Architecture
RAGFlow System Architecture
Overview
RAGFlow is a fully containerized, micro-service-based RAG (Retrieval-Augmented Generation) engine.
When you run the official docker-compose.yml (or docker-compose-gpu.yml), the following Docker containers are launched automatically:
Core Infrastructure Containers
| Container | Responsibility |
|---|---|
| mysql | Persistent storage for users, knowledge bases, datasets, conversation history, API keys, etc. |
| redis | Cache layer + task queue (Celery) for asynchronous jobs (document parsing, chunking, embedding) |
| elasticsearch | Hybrid search engine: stores text chunks, keyword indices, and (optionally) dense vectors |
| minio | S3-compatible object storage for original uploaded files (PDFs, Word, images, etc.) |
RAGFlow Application Containers
| Container | Responsibility |
|---|---|
| ragflow-server (a.k.a. ragflow-api) | Main FastAPI backend.

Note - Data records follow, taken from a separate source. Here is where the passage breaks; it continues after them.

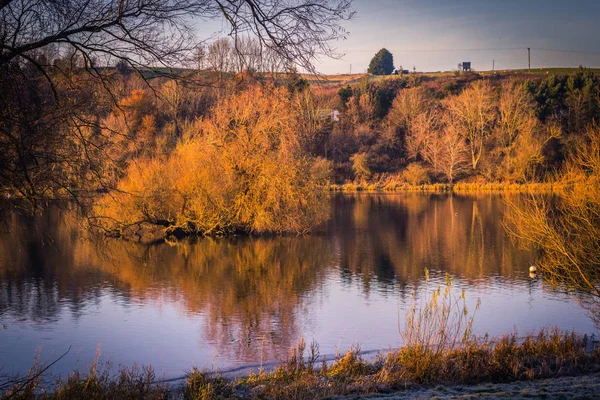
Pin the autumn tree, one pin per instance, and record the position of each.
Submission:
(242, 169)
(382, 63)
(473, 113)
(59, 50)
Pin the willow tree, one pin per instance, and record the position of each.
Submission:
(55, 54)
(567, 230)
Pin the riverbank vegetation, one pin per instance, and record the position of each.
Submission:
(227, 149)
(439, 348)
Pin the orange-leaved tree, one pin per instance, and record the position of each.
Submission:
(240, 169)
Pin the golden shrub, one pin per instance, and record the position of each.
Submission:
(240, 169)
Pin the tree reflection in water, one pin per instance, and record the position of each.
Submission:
(253, 291)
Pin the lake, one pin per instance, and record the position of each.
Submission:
(233, 303)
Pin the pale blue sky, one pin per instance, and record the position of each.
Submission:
(411, 28)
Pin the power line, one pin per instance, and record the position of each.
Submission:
(451, 50)
(567, 51)
(484, 49)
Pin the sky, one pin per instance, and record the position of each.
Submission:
(435, 35)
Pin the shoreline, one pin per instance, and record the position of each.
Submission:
(490, 187)
(504, 367)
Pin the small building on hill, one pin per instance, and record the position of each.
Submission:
(464, 66)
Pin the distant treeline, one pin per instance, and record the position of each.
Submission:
(217, 152)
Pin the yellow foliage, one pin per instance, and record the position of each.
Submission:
(241, 169)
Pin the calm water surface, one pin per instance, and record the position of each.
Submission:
(236, 302)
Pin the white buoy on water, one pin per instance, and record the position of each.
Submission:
(533, 268)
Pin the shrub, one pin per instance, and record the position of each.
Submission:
(241, 169)
(415, 174)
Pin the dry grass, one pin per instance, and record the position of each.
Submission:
(439, 348)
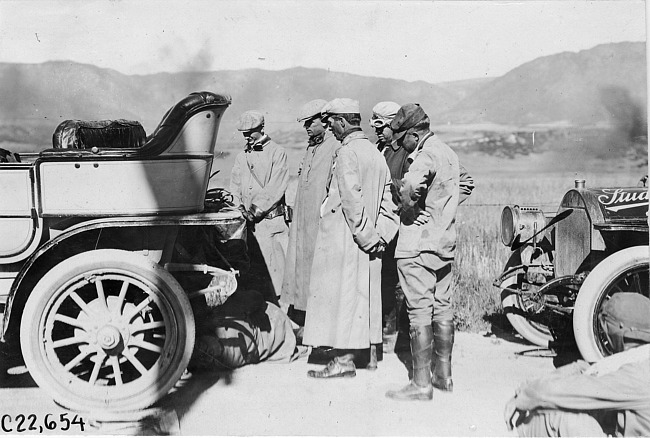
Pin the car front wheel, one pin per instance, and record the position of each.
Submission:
(623, 271)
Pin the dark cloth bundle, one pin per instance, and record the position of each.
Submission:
(8, 157)
(115, 134)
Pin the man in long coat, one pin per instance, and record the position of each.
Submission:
(357, 220)
(258, 182)
(313, 174)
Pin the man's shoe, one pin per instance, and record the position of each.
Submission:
(412, 392)
(338, 367)
(445, 384)
(322, 355)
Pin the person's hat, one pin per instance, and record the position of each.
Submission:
(626, 315)
(341, 105)
(407, 117)
(311, 109)
(383, 113)
(250, 120)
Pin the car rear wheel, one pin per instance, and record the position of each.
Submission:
(107, 330)
(623, 271)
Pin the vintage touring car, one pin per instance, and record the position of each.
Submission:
(92, 233)
(563, 267)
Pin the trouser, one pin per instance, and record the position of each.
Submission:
(267, 244)
(559, 423)
(391, 290)
(426, 282)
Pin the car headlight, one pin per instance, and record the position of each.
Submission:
(521, 223)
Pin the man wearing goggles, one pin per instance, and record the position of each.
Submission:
(313, 174)
(258, 182)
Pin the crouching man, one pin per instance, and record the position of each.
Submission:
(244, 330)
(611, 397)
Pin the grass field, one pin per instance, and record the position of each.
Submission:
(538, 179)
(481, 255)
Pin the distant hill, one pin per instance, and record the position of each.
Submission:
(48, 93)
(606, 84)
(603, 84)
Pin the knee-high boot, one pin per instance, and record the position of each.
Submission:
(419, 388)
(443, 342)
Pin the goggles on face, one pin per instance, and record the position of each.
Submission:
(378, 123)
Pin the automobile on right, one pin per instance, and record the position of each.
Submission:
(565, 266)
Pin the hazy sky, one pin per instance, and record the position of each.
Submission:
(433, 41)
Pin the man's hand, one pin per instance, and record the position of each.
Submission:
(249, 217)
(377, 248)
(422, 218)
(256, 213)
(511, 414)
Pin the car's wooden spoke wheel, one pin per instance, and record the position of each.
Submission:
(107, 329)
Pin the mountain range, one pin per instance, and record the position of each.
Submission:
(602, 85)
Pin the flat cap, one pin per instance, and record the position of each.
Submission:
(407, 117)
(383, 113)
(250, 120)
(311, 109)
(341, 105)
(629, 309)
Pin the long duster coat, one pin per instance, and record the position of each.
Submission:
(313, 176)
(259, 176)
(344, 307)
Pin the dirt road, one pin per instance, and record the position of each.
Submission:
(279, 399)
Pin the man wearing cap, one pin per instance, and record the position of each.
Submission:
(313, 174)
(258, 182)
(398, 163)
(425, 250)
(608, 398)
(357, 219)
(391, 291)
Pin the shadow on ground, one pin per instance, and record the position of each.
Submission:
(562, 349)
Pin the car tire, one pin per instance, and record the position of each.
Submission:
(625, 270)
(107, 330)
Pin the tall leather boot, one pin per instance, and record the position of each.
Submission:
(419, 388)
(443, 342)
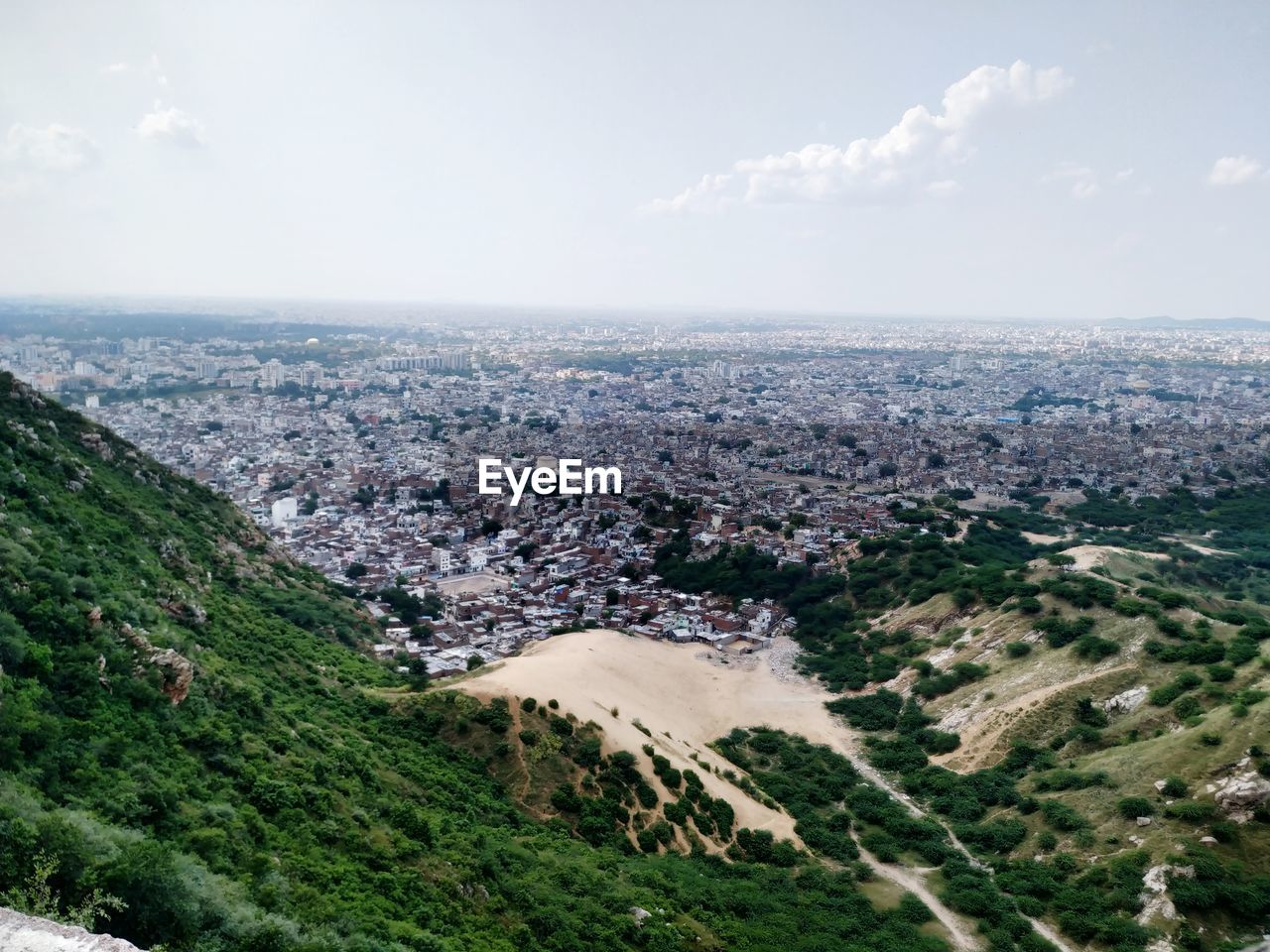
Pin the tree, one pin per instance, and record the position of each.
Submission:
(418, 673)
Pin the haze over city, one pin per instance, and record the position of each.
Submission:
(575, 476)
(1082, 162)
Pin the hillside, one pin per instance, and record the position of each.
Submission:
(1096, 701)
(193, 753)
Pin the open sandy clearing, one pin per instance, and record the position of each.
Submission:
(1089, 556)
(686, 697)
(681, 693)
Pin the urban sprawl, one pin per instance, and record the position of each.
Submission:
(358, 448)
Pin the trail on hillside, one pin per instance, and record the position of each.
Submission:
(980, 738)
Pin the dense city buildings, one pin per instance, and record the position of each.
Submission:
(358, 447)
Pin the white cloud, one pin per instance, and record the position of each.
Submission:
(172, 125)
(54, 148)
(911, 158)
(1234, 171)
(1083, 180)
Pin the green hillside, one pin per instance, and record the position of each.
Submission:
(189, 728)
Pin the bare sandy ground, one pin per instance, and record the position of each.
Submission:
(681, 693)
(1088, 556)
(1038, 538)
(688, 697)
(982, 735)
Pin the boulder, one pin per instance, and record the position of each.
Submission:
(1127, 701)
(23, 933)
(1242, 793)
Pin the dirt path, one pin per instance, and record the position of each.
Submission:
(915, 881)
(688, 703)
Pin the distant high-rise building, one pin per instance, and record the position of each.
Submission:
(275, 375)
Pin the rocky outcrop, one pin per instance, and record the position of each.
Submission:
(94, 443)
(24, 933)
(1127, 701)
(178, 670)
(1155, 898)
(1239, 794)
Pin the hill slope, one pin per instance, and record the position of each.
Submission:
(193, 753)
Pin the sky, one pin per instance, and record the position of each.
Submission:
(1058, 160)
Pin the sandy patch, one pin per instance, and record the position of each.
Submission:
(684, 694)
(688, 697)
(983, 733)
(1089, 556)
(1039, 539)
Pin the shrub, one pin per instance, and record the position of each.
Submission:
(1189, 811)
(1174, 787)
(1062, 817)
(1133, 807)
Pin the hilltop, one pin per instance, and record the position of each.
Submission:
(194, 752)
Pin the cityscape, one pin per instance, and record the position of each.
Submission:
(358, 449)
(634, 477)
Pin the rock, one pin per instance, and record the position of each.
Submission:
(1242, 793)
(178, 670)
(24, 933)
(1127, 701)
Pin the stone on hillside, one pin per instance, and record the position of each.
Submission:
(1127, 701)
(24, 933)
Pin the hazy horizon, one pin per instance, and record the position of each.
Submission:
(962, 162)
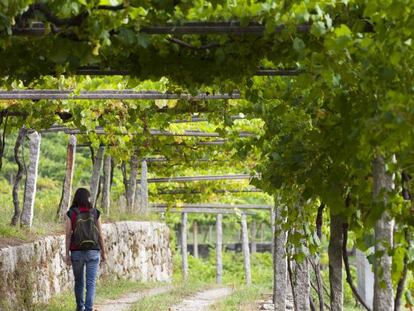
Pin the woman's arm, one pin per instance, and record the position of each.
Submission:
(68, 234)
(101, 241)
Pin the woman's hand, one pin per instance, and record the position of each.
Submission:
(103, 257)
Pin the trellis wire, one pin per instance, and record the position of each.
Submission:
(202, 178)
(192, 191)
(40, 94)
(198, 210)
(214, 206)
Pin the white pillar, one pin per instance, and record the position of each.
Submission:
(184, 262)
(246, 251)
(26, 218)
(219, 245)
(365, 278)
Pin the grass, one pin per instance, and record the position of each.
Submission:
(243, 298)
(162, 302)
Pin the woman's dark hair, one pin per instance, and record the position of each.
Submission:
(81, 198)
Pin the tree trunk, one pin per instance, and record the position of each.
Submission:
(96, 174)
(279, 261)
(195, 242)
(335, 262)
(144, 187)
(106, 191)
(132, 182)
(184, 261)
(19, 175)
(67, 183)
(26, 218)
(246, 251)
(383, 290)
(253, 237)
(301, 286)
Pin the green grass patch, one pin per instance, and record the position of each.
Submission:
(164, 301)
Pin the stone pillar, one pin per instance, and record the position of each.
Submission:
(219, 245)
(184, 261)
(96, 174)
(144, 187)
(246, 251)
(279, 261)
(365, 278)
(67, 183)
(26, 219)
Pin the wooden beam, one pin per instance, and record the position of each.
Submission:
(107, 94)
(193, 191)
(214, 206)
(198, 211)
(188, 28)
(154, 132)
(202, 178)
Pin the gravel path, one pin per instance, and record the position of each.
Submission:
(202, 300)
(125, 302)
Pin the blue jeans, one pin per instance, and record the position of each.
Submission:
(80, 260)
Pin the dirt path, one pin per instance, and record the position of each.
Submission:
(202, 300)
(125, 302)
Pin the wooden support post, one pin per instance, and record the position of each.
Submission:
(144, 187)
(253, 237)
(219, 245)
(184, 262)
(96, 174)
(246, 251)
(106, 191)
(195, 241)
(26, 219)
(67, 183)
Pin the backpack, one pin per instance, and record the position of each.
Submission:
(85, 232)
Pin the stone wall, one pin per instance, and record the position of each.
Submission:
(34, 272)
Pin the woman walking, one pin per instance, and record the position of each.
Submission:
(86, 245)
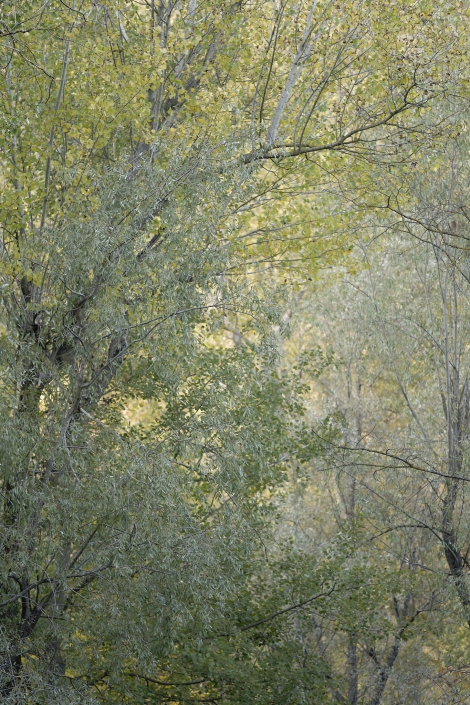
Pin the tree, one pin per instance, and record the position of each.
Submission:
(133, 139)
(398, 397)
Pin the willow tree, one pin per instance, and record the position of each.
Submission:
(142, 417)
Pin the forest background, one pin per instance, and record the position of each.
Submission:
(235, 405)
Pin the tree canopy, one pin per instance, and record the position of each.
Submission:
(234, 394)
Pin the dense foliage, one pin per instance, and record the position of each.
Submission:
(205, 436)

Exposes all REST endpoints (/api/v1/…) |
| ragflow-web | Frontend (React + Ant Design) – the chat & knowledge-base management UI |
| celery-worker (often named ragflow-worker) | Background workers that execute long-running tasks (DeepDoc parsing, embedding generation, indexing) |
| nginx (optional in some setups) | Reverse proxy / static file server (used in production deployments) |
High-Level Architecture Diagram

Data & Execution Flow
- User uploads a document → stored in MinIO → metadata saved in MySQL → parsing task queued in Redis.
- Celery worker picks the task → runs DeepDoc (layout detection, OCR, table extraction) → splits into chunks.
- Chunks are sent to the configured embedding model (Ollama, vLLM, OpenAI, etc.) → vectors returned.